Siswa SLBN Kandangan Meraih Medali Perak di Kompetisi Kuliner Internasional
Siswa Sekolah Luar Biasa Negeri (SLBN) Kandangan, Kabupaten Hulu Sungai Selatan (HSS), Mawaddah Warahmah atau yang akrab dipanggil Rahma, berhasil meraih prestasi membanggakan dalam ajang kuliner internasional. Prestasi ini tidak hanya mengharumkan daerahnya, tetapi juga menjadi inspirasi bagi banyak orang, khususnya bagi anak-anak berkebutuhan khusus.
Rahma, siswi kelas X dari Desa Ulin, Bayur, Kecamatan Simpur, HSS, berhasil meraih medali perak di kategori fondant cake figure dalam The14th Salon Culinaire 2025. Kompetisi ini digelar pada 22 hingga 25 Juli 2025 di Jakarta International Expo (JiExpo), Kemayoran, Jakarta Utara. Salon Culinaire merupakan ajang bergengsi yang diselenggarakan oleh Association of Culinary Professionals Indonesia, World Association of Chefs Societies, dan Indonesia Pastry dan Bakery Society.
Dalam kompetisi ini, Rahma menunjukkan kemampuan luar biasa dengan membuat karya berupa “Dwarf dan Turtle” yang menggabungkan seni dan teknik menghias kue. Ia mendapatkan nilai 88, hanya terpaut dua poin dari medali emas. Meskipun tidak meraih medali emas, penilaian menyebutkan bahwa Rahma mendapatkan nilai tertinggi di kategorinya, sehingga tidak ada peserta lain yang mendapatkan medali emas.
Kompetisi ini tidak hanya diikuti oleh anak berkebutuhan khusus, tetapi juga terbuka untuk umum dari seluruh Indonesia dan negara-negara lain. Rahma, yang merupakan anak tunarungu, mengaku sangat senang dan semangat karena bisa bertemu teman-teman dari berbagai daerah dan negara, serta para chef internasional.

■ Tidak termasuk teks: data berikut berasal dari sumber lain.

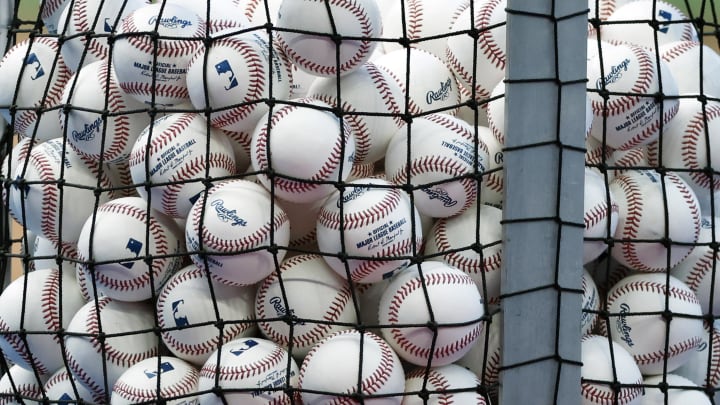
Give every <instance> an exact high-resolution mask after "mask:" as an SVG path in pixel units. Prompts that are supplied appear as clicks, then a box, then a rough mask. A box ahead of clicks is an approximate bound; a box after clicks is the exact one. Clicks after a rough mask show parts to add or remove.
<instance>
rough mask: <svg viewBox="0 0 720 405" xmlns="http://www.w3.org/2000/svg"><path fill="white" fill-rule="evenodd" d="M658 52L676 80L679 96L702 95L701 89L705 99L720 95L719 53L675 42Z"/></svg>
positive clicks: (703, 46)
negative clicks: (708, 96) (665, 62)
mask: <svg viewBox="0 0 720 405" xmlns="http://www.w3.org/2000/svg"><path fill="white" fill-rule="evenodd" d="M658 52H659V53H660V57H661V58H662V60H663V61H665V62H666V65H667V68H668V70H669V71H670V73H671V74H672V75H673V77H674V78H675V83H676V84H677V87H678V94H700V89H701V87H700V86H701V85H702V91H703V94H705V95H710V96H717V95H718V94H720V54H718V51H716V50H715V49H713V48H711V47H710V46H707V45H704V44H701V43H699V42H697V41H673V42H668V43H666V44H663V45H661V46H660V47H659V48H658ZM701 55H702V57H701ZM700 72H702V75H701V74H700Z"/></svg>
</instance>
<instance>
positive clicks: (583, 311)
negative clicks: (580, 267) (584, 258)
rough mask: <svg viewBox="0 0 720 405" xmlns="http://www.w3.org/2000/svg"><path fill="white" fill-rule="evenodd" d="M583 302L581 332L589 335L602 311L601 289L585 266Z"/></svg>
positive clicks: (582, 275) (583, 285) (582, 334)
mask: <svg viewBox="0 0 720 405" xmlns="http://www.w3.org/2000/svg"><path fill="white" fill-rule="evenodd" d="M582 290H583V301H582V302H583V303H582V315H581V318H580V334H581V335H583V336H585V335H589V334H590V333H591V332H592V331H593V329H594V328H595V325H596V324H597V322H598V313H599V311H600V304H601V303H600V291H599V290H598V288H597V284H596V283H595V280H594V279H593V277H592V275H591V274H590V272H589V271H588V270H587V269H586V268H584V267H583V275H582Z"/></svg>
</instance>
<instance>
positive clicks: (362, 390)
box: [298, 330, 405, 405]
mask: <svg viewBox="0 0 720 405" xmlns="http://www.w3.org/2000/svg"><path fill="white" fill-rule="evenodd" d="M361 350H362V352H361ZM361 353H362V357H361ZM340 359H342V360H340ZM361 359H362V361H361ZM358 373H359V375H360V376H361V377H360V379H359V378H358ZM298 385H299V388H300V389H301V390H308V391H301V393H300V394H301V396H302V401H303V403H304V404H306V405H320V404H326V403H333V402H335V401H337V402H344V401H345V400H346V398H347V396H348V395H352V394H364V395H388V396H386V397H383V398H382V399H380V398H378V399H375V400H372V399H369V398H368V399H366V400H365V401H366V402H369V403H374V402H378V403H383V404H388V405H400V402H401V400H402V394H403V392H404V385H405V372H404V371H403V367H402V363H401V362H400V358H398V356H397V354H395V352H394V351H393V349H392V348H391V347H390V345H388V344H387V342H385V341H384V340H383V339H381V338H380V337H379V336H377V335H375V334H373V333H371V332H358V331H356V330H346V331H341V332H337V333H335V334H332V335H330V336H328V337H326V338H325V339H323V340H321V341H320V342H319V343H318V344H316V345H315V346H313V348H312V349H311V350H310V352H309V353H308V355H307V356H305V359H304V360H303V362H302V366H301V368H300V379H299V382H298ZM310 390H314V391H322V392H328V394H322V393H315V392H309V391H310ZM390 394H396V395H395V396H390Z"/></svg>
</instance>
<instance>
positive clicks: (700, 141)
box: [651, 98, 720, 208]
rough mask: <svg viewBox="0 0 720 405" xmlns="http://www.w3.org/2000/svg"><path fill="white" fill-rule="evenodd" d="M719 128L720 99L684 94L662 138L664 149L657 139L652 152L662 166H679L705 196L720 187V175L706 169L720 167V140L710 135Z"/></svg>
mask: <svg viewBox="0 0 720 405" xmlns="http://www.w3.org/2000/svg"><path fill="white" fill-rule="evenodd" d="M717 131H720V102H718V101H712V100H707V101H706V102H702V103H701V102H700V101H698V100H696V99H690V98H683V99H680V100H679V107H678V112H677V114H676V115H675V118H673V119H672V121H670V123H668V125H667V126H666V131H665V133H663V136H662V139H661V140H660V142H662V149H656V148H659V147H660V146H659V145H658V143H659V142H656V143H655V145H654V147H653V149H655V150H653V151H652V152H651V153H652V154H653V155H655V156H657V160H658V164H660V165H661V166H662V167H666V168H670V169H671V170H673V169H678V170H677V172H675V173H677V175H678V176H680V177H681V178H682V179H683V180H685V181H686V182H687V183H688V184H689V185H690V187H691V188H692V189H693V190H694V191H695V193H696V195H697V196H698V197H700V196H702V198H703V199H705V200H707V199H709V198H710V197H709V196H710V195H711V194H712V193H714V192H717V191H720V175H712V176H709V175H708V173H707V172H705V169H706V168H708V167H720V156H718V155H720V140H718V139H717V137H715V136H708V134H715V133H717ZM661 151H662V154H660V152H661ZM708 205H709V204H708ZM708 208H709V206H708Z"/></svg>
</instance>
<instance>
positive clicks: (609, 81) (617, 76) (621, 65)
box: [595, 59, 630, 90]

“Saya ingin terus belajar dan tetap semangat di dunia kuliner,” ujarnya saat diwawancarai dengan bimbingan guru SLBN Kandangan, Nafisah dan Fitria. Ia juga berharap dapat bekerja di berbagai sektor seperti masyarakat umum. Rahma berencana melanjutkan pendidikan ke jenjang perguruan tinggi dengan bidang kuliner atau menjadi chef.

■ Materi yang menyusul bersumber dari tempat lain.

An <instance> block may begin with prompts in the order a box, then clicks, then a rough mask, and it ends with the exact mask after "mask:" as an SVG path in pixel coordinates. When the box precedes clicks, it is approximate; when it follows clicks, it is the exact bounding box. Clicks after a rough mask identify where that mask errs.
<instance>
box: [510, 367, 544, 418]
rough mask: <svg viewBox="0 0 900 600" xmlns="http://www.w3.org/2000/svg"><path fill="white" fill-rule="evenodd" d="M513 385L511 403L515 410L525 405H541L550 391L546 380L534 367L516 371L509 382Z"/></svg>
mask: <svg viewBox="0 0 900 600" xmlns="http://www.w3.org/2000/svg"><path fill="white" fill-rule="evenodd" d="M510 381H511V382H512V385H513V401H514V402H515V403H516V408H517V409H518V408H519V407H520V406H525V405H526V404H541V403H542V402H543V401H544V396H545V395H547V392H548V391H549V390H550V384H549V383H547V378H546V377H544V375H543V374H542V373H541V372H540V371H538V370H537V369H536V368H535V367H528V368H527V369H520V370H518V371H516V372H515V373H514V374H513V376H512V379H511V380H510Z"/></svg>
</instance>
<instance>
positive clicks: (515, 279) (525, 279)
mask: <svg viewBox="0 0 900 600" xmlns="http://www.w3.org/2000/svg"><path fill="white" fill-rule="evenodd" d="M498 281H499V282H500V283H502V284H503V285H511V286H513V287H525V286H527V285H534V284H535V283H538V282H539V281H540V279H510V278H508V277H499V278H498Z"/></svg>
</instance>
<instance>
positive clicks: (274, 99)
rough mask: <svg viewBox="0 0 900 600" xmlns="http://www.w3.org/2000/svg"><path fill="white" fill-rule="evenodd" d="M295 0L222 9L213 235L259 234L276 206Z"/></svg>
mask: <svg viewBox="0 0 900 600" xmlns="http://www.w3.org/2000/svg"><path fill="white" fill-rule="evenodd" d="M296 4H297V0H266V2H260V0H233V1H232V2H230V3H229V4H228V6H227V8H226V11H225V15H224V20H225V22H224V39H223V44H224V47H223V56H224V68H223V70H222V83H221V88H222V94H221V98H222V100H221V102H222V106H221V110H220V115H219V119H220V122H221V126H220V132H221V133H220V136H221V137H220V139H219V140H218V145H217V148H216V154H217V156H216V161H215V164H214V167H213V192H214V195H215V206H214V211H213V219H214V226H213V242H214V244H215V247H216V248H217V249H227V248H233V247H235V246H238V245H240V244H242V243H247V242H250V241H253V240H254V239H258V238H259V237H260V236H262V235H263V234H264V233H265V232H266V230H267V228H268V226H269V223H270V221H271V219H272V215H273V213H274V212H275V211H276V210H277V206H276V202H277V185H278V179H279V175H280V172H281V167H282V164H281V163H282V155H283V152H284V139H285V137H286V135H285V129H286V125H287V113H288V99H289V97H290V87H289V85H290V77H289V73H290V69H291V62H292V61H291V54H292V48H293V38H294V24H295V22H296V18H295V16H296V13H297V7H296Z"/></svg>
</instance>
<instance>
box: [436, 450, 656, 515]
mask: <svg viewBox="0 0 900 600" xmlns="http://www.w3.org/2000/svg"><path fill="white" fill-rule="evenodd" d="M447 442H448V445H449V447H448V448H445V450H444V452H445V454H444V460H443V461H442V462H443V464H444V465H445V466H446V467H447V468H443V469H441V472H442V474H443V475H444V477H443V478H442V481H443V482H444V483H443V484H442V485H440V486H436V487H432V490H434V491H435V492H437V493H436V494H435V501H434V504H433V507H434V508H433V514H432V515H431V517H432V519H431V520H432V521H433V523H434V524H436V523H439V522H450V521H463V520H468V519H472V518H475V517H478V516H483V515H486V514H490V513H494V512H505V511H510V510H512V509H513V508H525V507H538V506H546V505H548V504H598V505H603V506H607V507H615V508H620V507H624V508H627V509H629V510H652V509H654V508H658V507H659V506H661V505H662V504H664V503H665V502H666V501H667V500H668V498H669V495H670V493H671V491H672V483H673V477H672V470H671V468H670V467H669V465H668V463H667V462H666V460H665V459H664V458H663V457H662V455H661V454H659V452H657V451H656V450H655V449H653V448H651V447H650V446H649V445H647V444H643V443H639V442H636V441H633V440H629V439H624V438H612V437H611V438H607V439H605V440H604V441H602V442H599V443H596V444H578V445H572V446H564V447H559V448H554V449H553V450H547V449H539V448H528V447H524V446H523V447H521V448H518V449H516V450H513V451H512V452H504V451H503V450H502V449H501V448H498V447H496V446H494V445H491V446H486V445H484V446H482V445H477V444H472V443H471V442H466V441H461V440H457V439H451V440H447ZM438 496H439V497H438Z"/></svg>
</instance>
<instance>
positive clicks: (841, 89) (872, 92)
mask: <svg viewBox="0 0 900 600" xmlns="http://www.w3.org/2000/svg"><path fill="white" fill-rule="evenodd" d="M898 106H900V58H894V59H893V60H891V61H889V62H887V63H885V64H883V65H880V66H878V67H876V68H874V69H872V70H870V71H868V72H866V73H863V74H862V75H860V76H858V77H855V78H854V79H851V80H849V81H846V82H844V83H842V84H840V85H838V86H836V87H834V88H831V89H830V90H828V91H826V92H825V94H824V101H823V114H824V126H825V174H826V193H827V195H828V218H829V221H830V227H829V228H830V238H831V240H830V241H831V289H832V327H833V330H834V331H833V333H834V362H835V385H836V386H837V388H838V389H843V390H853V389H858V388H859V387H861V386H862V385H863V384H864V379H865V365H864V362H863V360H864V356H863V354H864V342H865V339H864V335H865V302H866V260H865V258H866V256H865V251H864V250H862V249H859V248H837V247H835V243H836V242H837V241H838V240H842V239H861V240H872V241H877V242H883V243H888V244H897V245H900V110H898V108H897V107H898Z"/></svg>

Guru pendamping Nafisah menjelaskan bahwa harapan para siswa disabilitas seperti Rahma sama dengan masyarakat umum, yaitu ingin bekerja setelah lulus. Namun, saat ini peluang dan lingkungan kerja bagi tunarungu masih terbatas. Oleh karena itu, ia berharap adanya kesempatan yang lebih luas bagi mereka.

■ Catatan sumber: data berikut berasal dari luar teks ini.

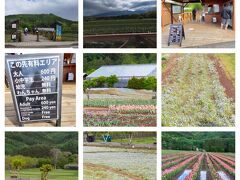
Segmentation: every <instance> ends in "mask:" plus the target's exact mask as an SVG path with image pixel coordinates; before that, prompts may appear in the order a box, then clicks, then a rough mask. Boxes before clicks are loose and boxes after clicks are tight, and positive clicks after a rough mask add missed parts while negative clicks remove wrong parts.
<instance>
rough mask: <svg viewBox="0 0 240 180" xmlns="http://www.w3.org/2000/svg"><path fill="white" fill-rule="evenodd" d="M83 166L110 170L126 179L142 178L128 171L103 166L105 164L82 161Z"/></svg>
mask: <svg viewBox="0 0 240 180" xmlns="http://www.w3.org/2000/svg"><path fill="white" fill-rule="evenodd" d="M84 168H88V169H92V170H102V171H106V172H108V171H110V172H112V173H115V174H118V175H120V176H124V177H126V178H128V179H132V180H141V179H142V178H141V177H139V176H136V175H133V174H130V173H128V172H125V171H123V170H121V169H117V168H112V167H109V166H105V165H97V164H92V163H84Z"/></svg>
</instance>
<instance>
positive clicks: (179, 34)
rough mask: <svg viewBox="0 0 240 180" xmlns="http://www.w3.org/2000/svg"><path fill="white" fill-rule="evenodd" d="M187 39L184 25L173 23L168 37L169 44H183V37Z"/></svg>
mask: <svg viewBox="0 0 240 180" xmlns="http://www.w3.org/2000/svg"><path fill="white" fill-rule="evenodd" d="M183 37H184V39H185V32H184V27H183V25H182V24H171V25H170V32H169V38H168V46H170V45H171V44H179V45H180V46H182V38H183Z"/></svg>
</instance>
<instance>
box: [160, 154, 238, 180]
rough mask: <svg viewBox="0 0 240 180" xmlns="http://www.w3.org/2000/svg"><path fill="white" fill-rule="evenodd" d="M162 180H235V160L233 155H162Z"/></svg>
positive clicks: (197, 154) (182, 154) (190, 154)
mask: <svg viewBox="0 0 240 180" xmlns="http://www.w3.org/2000/svg"><path fill="white" fill-rule="evenodd" d="M162 179H163V180H169V179H179V180H196V179H197V180H198V179H200V180H203V179H207V180H233V179H235V159H234V157H233V156H232V155H231V154H223V153H207V152H185V151H184V152H180V151H179V152H176V154H163V155H162Z"/></svg>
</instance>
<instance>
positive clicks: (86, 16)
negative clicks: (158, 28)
mask: <svg viewBox="0 0 240 180" xmlns="http://www.w3.org/2000/svg"><path fill="white" fill-rule="evenodd" d="M156 18H157V12H156V11H148V12H145V13H140V14H138V13H137V14H129V15H120V16H104V17H102V16H85V17H84V21H95V20H118V19H156Z"/></svg>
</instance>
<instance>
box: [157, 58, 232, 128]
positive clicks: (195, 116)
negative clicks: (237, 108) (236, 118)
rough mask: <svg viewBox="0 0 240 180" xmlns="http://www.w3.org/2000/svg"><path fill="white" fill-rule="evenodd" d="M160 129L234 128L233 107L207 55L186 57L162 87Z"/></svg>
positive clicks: (167, 79) (163, 83)
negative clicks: (198, 127) (191, 126)
mask: <svg viewBox="0 0 240 180" xmlns="http://www.w3.org/2000/svg"><path fill="white" fill-rule="evenodd" d="M162 125H163V126H178V127H179V126H183V127H186V126H234V103H233V102H232V101H231V99H229V98H228V97H227V96H226V94H225V89H224V88H223V86H222V85H221V83H220V81H219V76H218V73H217V70H216V67H215V64H214V62H213V61H211V60H210V59H209V58H208V57H207V55H202V54H201V55H194V56H192V55H185V56H184V57H183V58H182V59H180V60H179V61H178V63H177V66H176V68H174V69H173V71H172V72H171V74H170V75H169V76H168V77H167V80H166V82H164V83H163V85H162Z"/></svg>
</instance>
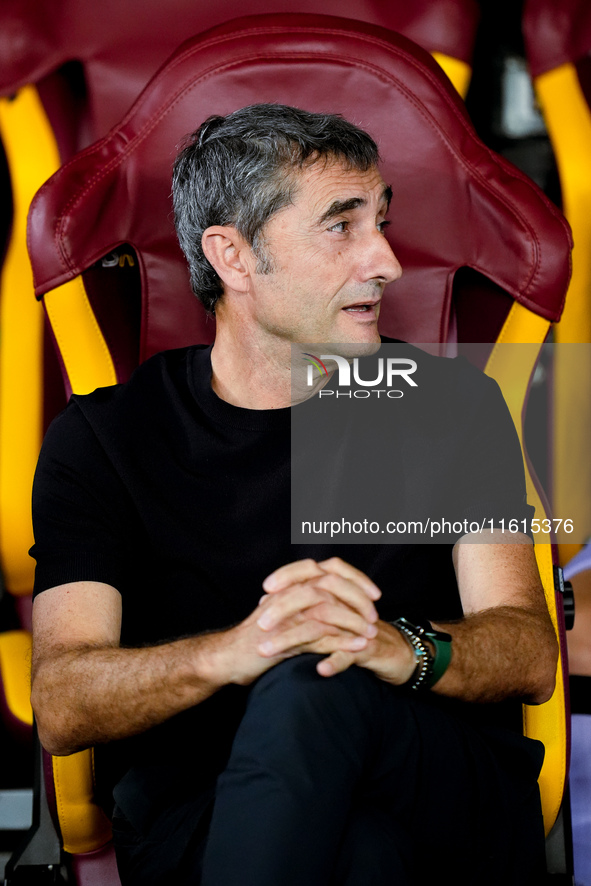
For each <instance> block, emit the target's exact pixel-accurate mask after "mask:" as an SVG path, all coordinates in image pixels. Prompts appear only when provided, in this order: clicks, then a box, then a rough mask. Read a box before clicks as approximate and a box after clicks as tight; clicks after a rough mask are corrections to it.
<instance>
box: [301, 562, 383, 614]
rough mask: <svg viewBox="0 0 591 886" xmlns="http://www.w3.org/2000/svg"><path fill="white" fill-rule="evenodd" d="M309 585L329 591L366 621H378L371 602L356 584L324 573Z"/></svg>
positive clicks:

Fitria, guru pendamping lainnya, menyatakan bahwa meskipun tidak bisa berbahasa isyarat, ia dan Rahma dapat berkomunikasi lancar. Bahkan, selama perlombaan dan pembinaan di sekolah maupun Jakarta, keduanya bekerja sama dengan baik. Bagi anak tunarungu, mereka juga berusaha memahami orang-orang biasa.
Rahma dikenal sebagai siswa yang pandai, baik secara akademik maupun olahraga. Ia dianggap teliti dan memiliki semangat belajar yang kuat, meskipun berasal dari keluarga sederhana. Pihak sekolah berharap pemerintah memberikan kesempatan bagi siswa disabilitas untuk berkembang di berbagai industri.
Prestasi Rahma membuktikan bahwa keterbatasan bukan penghalang untuk tampil sejajar dan bahkan unggul di tengah persaingan global. Dengan bakat, semangat, dan kerja keras, ia telah membuktikan bahwa potensi dan kemampuan tidak terbatas oleh kondisi fisik.